Likewise, we must prepare our children and grandchildren so that they can properly defend Christianity against the attacks made upon it by its enemies. From the philosopher who claims it is impossible to know anything at all, to the scientist who claims that we are little more than “naked apes,” attacks upon Christianity are never-ending. The atheist says he knows God doesn’t exist, the agnostic says neither he nor anyone else can know God exists, the skeptic says he doubts that God exists, the infidel says that if God exists, it is not the God of the Bible, and so on. Various forms of these false philosophies have crept into the church in some places, and have caused the untaught and the unstable to fall away. Children are especially vulnerable to such false teachings, as often they are required to study under teachers or professors who openly are antagonistic to Christianity. A young person’s plastic, impressionable mind is a prime target for the devil’s ungodly schemes. It is our responsibility to fill the minds of our children with truth (and evidence for that truth) so they will be able to withstand the “fiery darts of the evil one” (Eph. 6:16). It has been said that a child’s mind is like Jell-O®—and that our job is to fill with all the “good stuff” before it “sets.” A study of the evidences supporting Christianity is a fine step in the right direction toward protecting both our children and the future of the church.

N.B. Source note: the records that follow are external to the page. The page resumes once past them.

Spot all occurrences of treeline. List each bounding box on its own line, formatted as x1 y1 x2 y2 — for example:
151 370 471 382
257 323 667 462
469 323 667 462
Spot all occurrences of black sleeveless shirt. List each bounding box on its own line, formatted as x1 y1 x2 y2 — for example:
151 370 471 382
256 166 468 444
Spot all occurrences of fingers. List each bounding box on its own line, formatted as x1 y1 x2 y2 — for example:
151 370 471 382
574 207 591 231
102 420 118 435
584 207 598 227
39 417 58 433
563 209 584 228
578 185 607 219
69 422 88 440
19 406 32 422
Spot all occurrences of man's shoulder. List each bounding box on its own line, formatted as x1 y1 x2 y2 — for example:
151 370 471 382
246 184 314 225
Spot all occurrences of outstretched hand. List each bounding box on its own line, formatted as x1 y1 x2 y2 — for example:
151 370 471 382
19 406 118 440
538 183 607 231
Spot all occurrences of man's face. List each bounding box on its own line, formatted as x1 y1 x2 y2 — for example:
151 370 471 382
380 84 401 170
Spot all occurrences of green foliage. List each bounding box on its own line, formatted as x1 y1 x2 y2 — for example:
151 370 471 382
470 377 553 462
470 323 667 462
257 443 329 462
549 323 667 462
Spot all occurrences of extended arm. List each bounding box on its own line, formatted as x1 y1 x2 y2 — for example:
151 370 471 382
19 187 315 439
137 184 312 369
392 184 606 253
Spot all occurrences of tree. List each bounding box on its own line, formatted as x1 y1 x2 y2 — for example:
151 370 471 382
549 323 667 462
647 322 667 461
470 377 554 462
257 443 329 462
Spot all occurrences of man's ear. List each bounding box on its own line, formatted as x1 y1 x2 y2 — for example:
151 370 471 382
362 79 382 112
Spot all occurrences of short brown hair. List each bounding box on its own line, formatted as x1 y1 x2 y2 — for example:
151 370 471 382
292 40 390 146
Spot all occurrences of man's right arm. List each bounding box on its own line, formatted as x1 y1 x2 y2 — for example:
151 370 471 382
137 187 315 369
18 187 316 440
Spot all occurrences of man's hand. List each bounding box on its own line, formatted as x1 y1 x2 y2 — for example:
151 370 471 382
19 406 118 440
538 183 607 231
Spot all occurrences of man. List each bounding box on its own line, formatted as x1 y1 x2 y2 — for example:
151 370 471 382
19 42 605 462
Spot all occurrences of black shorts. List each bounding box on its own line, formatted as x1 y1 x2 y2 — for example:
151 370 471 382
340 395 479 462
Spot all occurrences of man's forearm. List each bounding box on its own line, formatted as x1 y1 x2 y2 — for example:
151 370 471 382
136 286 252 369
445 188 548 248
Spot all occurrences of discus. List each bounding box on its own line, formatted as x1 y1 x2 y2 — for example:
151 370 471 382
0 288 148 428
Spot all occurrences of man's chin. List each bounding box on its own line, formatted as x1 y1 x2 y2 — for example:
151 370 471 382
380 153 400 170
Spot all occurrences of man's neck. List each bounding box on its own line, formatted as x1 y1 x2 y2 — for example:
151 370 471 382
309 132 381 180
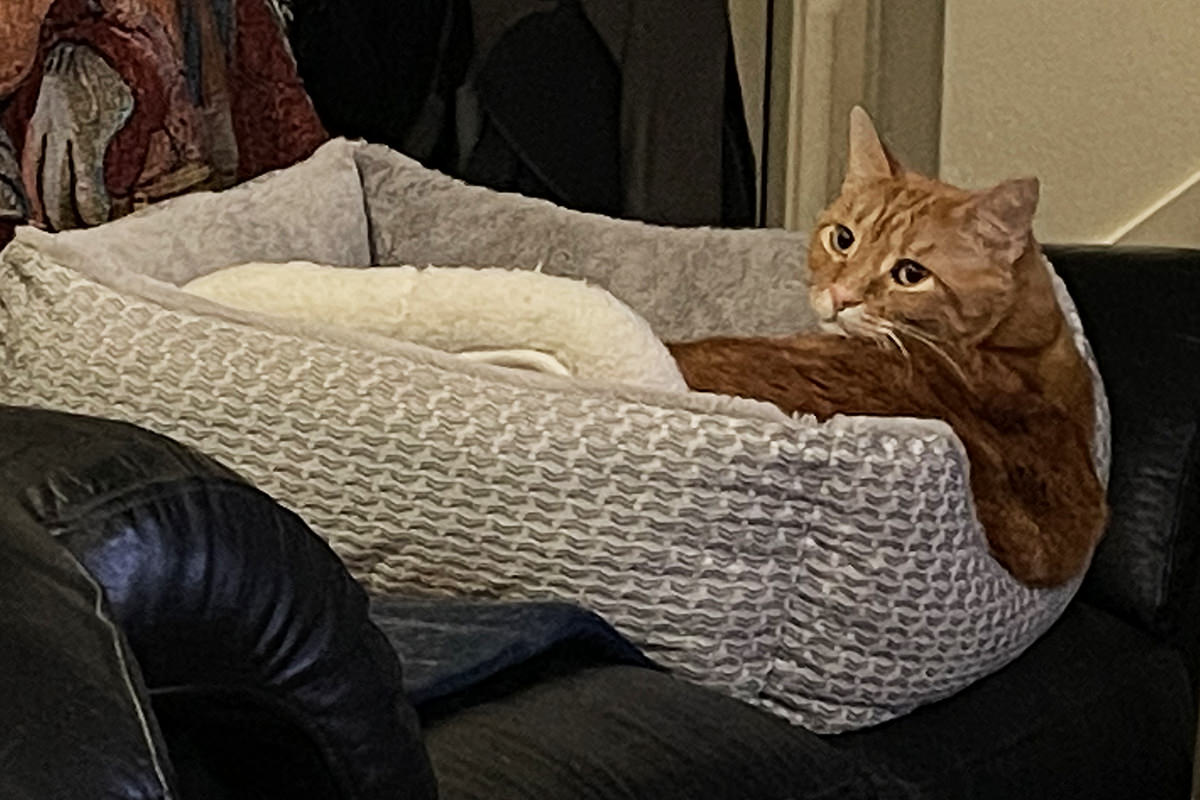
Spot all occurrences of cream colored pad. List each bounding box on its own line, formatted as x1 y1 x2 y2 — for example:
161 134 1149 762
177 261 688 391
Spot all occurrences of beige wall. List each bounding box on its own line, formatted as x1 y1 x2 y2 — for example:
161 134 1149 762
941 0 1200 246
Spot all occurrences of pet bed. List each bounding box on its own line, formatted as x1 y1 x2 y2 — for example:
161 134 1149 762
0 140 1108 732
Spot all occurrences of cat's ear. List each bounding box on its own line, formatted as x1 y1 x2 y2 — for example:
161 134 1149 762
974 178 1038 240
973 178 1038 264
845 106 904 184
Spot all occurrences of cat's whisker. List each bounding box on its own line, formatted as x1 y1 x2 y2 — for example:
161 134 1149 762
893 323 971 385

One thing is certain: we cannot teach what we do not know (Heb. 5:12). Our goal is heaven (Heb. 11:13-16). Our mission is not only to get there ourselves, but to take others with us as well (Matt. 28:18-20). It is our task to learn God’s Word (Psalm 119:11), and then to convey that Word to others for their ultimate salvation (Mark 16:15-16; John 3:16). Our society today is a questioning one. Rightly so! Religion cannot and must not rest on presumptive grounds or traditional heritage. People must investigate the claims of Christianity, and then see for themselves that those claims are both legitimate, factual, and above all, true.

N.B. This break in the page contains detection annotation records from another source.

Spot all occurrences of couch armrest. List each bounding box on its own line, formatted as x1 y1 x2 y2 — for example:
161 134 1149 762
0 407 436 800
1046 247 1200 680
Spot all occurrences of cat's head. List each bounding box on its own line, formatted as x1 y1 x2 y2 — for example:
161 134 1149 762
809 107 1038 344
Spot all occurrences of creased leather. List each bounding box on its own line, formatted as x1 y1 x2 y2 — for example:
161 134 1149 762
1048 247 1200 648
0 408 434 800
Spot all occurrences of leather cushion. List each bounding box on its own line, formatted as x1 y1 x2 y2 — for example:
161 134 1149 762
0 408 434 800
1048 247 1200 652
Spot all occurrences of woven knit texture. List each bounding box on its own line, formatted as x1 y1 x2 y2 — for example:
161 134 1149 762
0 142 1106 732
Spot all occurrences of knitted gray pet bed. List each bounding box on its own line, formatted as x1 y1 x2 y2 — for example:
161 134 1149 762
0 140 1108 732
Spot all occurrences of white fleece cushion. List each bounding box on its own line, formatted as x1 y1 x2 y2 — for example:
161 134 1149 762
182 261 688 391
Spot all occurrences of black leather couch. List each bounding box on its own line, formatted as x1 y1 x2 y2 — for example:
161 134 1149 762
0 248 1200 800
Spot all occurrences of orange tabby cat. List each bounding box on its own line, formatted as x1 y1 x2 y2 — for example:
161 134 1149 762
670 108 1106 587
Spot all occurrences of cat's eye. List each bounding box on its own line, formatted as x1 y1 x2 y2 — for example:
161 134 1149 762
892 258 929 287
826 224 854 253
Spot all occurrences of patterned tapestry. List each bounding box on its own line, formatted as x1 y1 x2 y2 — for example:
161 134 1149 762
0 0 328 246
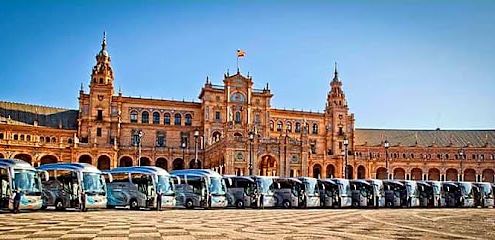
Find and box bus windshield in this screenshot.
[304,179,316,195]
[83,172,106,193]
[156,175,174,195]
[14,169,41,194]
[210,177,226,196]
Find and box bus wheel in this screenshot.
[129,199,139,210]
[235,200,244,208]
[55,199,64,211]
[282,200,291,208]
[186,199,194,209]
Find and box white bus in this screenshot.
[170,169,228,209]
[0,158,47,211]
[37,163,111,210]
[106,166,176,210]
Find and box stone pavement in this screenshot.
[0,209,495,240]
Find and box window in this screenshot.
[313,123,318,134]
[163,113,170,125]
[153,112,160,124]
[96,109,103,121]
[186,114,192,126]
[141,111,150,123]
[294,123,301,133]
[174,113,182,125]
[131,111,137,123]
[235,111,241,123]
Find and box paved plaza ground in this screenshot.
[0,209,495,240]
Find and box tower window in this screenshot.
[153,112,160,124]
[96,109,103,121]
[131,111,137,123]
[186,114,192,126]
[174,113,182,126]
[163,113,170,125]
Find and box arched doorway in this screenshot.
[189,159,201,169]
[445,168,458,181]
[327,164,335,178]
[172,158,184,170]
[481,169,495,183]
[462,168,476,182]
[14,153,33,165]
[313,164,321,178]
[119,156,132,167]
[428,168,440,181]
[155,158,168,171]
[411,168,423,181]
[98,155,110,170]
[259,155,278,176]
[140,157,151,166]
[347,165,354,179]
[79,154,93,164]
[358,165,366,179]
[376,167,388,180]
[394,168,406,180]
[40,155,58,165]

Lastly, we must teach our children and grandchildren that God’s Word is more than just a “good book.” All too often, Christians relegate the early books of the Bible (i.e., Genesis) as mythological rather than historical. But consider what that is telling our children. We need to provide them with evidence that completely demonstrates the authority of the Bible as the only inspired book. This can be accomplished by studying the scientific foreknowledge found in Scripture, the prophetic accuracy of the Bible, the factual accuracy and overall unity of the Bible, etc. Such a study will impress on youngsters the importance and special nature of God’s Word.


All of this it must start at home—in homes like yours and mine. Every book that enters our homes should be examined for evolutionary falsehoods. We do not allow pornography into our homes, so why would we allow scientific foolishness that teaches our children to believe there is no God. Every television show that mentions those “million-year-old-fossils” should immediately be discussed with our children. If we don’t have the answers to their questions, then we must, as God’s archers, seek diligently to find the answers. It is our responsibility—not the preacher’s, not the elders’, and not the Sunday school teacher’s. We must seize every opportunity to guide, train, direct, strengthen, and lead our children (and grandchildren) so that once those arrows leave our hands, we have absolutely no doubt as to where they will land.